6 réponses sur “Emmanuel Macron, un président de et pour l’ancien monde”

  1. Macron prenait-il un gros risque ? A l’assemblée, il n’y a pas de « groupe Bourdin » ni de « groupe Plenel ».

    Dans le reste de la France, dans l’opinion publique, le souvenir de Hollande a eu le bon goût de se faire raviver par son bouquin fumeux, et ceux qui ne voient pas le mépris de classe venir « en force » ont pu se réjouir que le corps du roi n’était plus mollasson.
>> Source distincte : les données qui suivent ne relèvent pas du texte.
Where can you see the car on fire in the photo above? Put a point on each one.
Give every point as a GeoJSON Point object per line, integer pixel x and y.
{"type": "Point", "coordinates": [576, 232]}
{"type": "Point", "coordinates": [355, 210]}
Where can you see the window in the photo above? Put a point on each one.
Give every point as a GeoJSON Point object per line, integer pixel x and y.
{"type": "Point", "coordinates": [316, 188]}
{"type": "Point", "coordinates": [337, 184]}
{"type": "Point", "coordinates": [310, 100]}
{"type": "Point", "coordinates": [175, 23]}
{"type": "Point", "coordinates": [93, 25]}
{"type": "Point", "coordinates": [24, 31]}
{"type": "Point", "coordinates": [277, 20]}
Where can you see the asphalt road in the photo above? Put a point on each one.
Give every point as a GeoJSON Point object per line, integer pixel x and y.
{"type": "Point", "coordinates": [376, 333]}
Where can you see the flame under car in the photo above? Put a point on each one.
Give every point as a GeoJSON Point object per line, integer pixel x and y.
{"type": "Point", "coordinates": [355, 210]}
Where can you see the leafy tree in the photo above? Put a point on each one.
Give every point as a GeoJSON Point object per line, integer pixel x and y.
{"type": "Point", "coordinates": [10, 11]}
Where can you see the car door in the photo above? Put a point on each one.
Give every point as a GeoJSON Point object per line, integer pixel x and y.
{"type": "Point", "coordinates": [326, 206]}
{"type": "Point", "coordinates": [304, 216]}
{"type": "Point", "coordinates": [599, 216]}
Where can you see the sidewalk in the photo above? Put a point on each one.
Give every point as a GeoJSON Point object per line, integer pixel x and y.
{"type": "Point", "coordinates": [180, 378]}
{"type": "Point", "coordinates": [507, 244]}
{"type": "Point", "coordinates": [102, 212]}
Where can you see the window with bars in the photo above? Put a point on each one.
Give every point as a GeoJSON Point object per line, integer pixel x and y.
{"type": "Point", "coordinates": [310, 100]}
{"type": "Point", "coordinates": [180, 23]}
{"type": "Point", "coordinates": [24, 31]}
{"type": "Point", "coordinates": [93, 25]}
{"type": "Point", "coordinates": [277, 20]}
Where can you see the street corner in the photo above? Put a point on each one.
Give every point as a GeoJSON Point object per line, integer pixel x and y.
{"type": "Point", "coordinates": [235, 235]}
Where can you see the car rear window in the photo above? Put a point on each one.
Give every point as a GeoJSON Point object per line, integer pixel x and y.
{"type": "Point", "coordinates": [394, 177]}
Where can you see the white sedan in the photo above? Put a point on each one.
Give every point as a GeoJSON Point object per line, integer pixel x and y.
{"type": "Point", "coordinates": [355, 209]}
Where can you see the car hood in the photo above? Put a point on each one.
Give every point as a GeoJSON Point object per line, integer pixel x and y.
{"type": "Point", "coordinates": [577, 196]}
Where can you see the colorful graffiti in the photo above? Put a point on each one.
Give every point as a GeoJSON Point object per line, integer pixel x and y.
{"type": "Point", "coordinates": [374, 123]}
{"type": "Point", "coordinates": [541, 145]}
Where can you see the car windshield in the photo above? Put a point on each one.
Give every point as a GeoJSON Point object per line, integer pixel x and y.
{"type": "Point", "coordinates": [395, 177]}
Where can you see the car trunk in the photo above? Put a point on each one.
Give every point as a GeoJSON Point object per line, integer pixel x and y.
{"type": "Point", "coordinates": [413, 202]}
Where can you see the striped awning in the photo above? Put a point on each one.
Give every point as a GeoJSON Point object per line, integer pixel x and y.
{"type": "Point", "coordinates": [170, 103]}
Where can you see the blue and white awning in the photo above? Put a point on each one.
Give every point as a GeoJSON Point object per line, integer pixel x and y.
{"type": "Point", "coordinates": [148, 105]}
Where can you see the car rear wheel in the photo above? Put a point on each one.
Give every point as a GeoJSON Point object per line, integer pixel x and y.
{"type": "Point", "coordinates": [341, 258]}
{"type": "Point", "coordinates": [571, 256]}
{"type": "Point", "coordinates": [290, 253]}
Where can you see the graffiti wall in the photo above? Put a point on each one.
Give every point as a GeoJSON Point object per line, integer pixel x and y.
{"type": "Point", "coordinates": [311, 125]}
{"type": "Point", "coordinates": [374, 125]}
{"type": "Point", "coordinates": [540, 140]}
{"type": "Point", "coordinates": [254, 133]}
Tant qu’on ne touche pas trop à leur position (dans les 19% coincé entre les 1% et les 80%) ils se contenteront de cela, … du moins tant que la nouvelle génération ne se sentira que « moyennement gênée » dans l’accession aux joujoux des baby-boomers.

  2. Notre Président élu dans des conditions particulières mais conforté par les résultats des législatives se croit tout autorisé et n’hésitera pas à favoriser ceux qui lui ont permis d’accéder à ce niveau.
    Il répète sans cesse qu’il assume sa politique – même si elle est injuste- à l’instar de la dette de la SNCF qu’il peine à faire reprendre par le donneur d’ordre : l’Etat.
    1 millard 500 millions d’euros d’intérêts à l’année, cela représente … 2853 euros à la minute versés aux banques créancières soit plus de 4,1 million d’euros d’intérêts versés par 24 heures. Le capital n’étant pas remboursé et la dette augmentant de 3 milliards par an.
    Et lorsque le statut juridique de la SNCF sera modifié, il est prévu que les taux se tendent au vu de la distanciation avec l’Etat.
    Pas belle la vie ?
    Il assume … et les autres paient.
    Jackpot pour les uns et désespoir pour les autres.
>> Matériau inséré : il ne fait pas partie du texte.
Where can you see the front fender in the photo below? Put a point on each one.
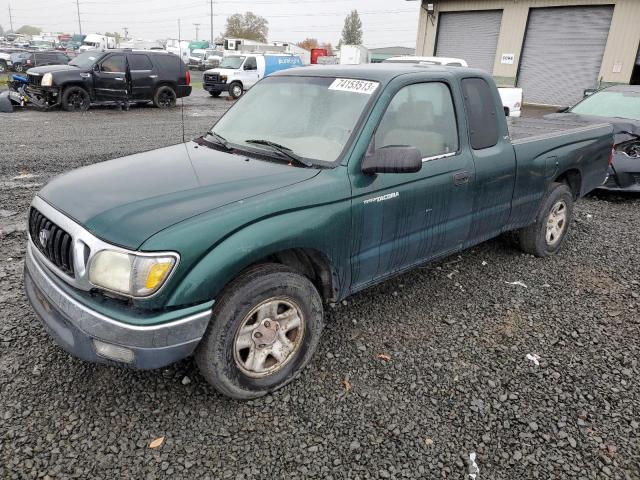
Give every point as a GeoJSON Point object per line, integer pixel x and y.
{"type": "Point", "coordinates": [325, 234]}
{"type": "Point", "coordinates": [216, 246]}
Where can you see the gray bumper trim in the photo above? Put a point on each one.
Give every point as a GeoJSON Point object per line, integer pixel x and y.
{"type": "Point", "coordinates": [97, 325]}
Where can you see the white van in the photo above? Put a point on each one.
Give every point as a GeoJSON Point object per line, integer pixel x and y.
{"type": "Point", "coordinates": [511, 96]}
{"type": "Point", "coordinates": [238, 73]}
{"type": "Point", "coordinates": [94, 41]}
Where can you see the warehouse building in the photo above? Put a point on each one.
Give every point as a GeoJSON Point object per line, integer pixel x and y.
{"type": "Point", "coordinates": [552, 49]}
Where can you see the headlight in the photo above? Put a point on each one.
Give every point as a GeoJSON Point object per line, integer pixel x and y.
{"type": "Point", "coordinates": [47, 80]}
{"type": "Point", "coordinates": [130, 274]}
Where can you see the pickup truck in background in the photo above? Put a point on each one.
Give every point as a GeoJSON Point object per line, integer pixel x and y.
{"type": "Point", "coordinates": [320, 182]}
{"type": "Point", "coordinates": [511, 96]}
  3. Le danger avec le « communes libres de … », c’est qu’elles enferment dans un sentiment de confort et d’entre-soi, au détriment d’un contact quotidien avec le reste du monde (lire ou relire « L’Algarabie » de Semprun).
    Je conseillerais donc aux Zadistes de prendre leur ZàD pour ce qu’elle a été : un moment fort et finalement victorieux de leur existence. Puis de passer à autre chose (les autres choses ne manquent pas).
    La ZaD comme un moyen, pas une fin en soi.

  4. « un président de et pour l’ancien monde »
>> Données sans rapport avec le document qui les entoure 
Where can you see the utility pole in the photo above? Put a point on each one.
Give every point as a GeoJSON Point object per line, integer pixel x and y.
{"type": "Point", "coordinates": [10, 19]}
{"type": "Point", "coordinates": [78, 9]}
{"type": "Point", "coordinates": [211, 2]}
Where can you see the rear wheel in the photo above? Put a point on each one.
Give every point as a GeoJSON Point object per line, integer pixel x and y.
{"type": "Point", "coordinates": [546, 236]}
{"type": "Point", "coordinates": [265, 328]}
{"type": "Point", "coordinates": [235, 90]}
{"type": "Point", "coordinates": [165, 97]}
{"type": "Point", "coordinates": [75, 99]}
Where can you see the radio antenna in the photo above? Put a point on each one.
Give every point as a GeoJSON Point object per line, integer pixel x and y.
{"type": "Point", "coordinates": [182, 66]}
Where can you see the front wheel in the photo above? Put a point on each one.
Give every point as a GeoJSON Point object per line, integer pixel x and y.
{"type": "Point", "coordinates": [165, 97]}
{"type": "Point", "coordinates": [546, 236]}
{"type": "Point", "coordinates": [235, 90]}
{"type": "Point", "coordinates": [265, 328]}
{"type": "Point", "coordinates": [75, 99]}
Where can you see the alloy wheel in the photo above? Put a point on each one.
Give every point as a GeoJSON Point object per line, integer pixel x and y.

    Notre Président ne fait pas partie des conservateurs en ce sens qu’il ne prétend pas, comme le fait très souvent la droite extrême ou traditionnelle, restaurer les choses telles qu’elles étaient avant. Lui ne dit pas et ne sous entend pas que c’était mieux avant.

    Ce qu’il prétend réaliser – de gré ou de force, contre les habitudes prises après la seconde guerre mondiale – c’est l’adaptation de la France au capitalisme mondialisé.

    Même si depuis Pompidou les présidents s’y sont plus ou moins essayés, aucun d’entre eux n’est parvenu à faire aussi bien que Mme Thatcher en Grande-Bretagne ou Gerhard Schröder et son agenda 2010 en Allemagne.

    Ce qu’a entrepris Macron est bien sur totalement incompatible avec les réalisations et les projets des zadistes: ils ne se contentent pas, comme le font souvent ceux qui s’opposent à lui, d’essayer de limiter les dégâts. Ils proposent de suivre une voie radicalement différente.

  5. Une chose à ne pas oublier eut égard à l’état civil du PR, le temps devant lui après le Quinquennat. Quel CV !!! et quel carnet d’adresse, on vas se le disputer à millions. Plus il aura de trophés à son mur (Les cheminots Français imaginez le respect suscité dans ce milieu là!!) et plus il sera courtisé. C’est bel est bien lui et seulement lui qui est en Marche vers un poste à côtés duquel ses années de vie au palace de l’Elysée feront office de période d’ascèse.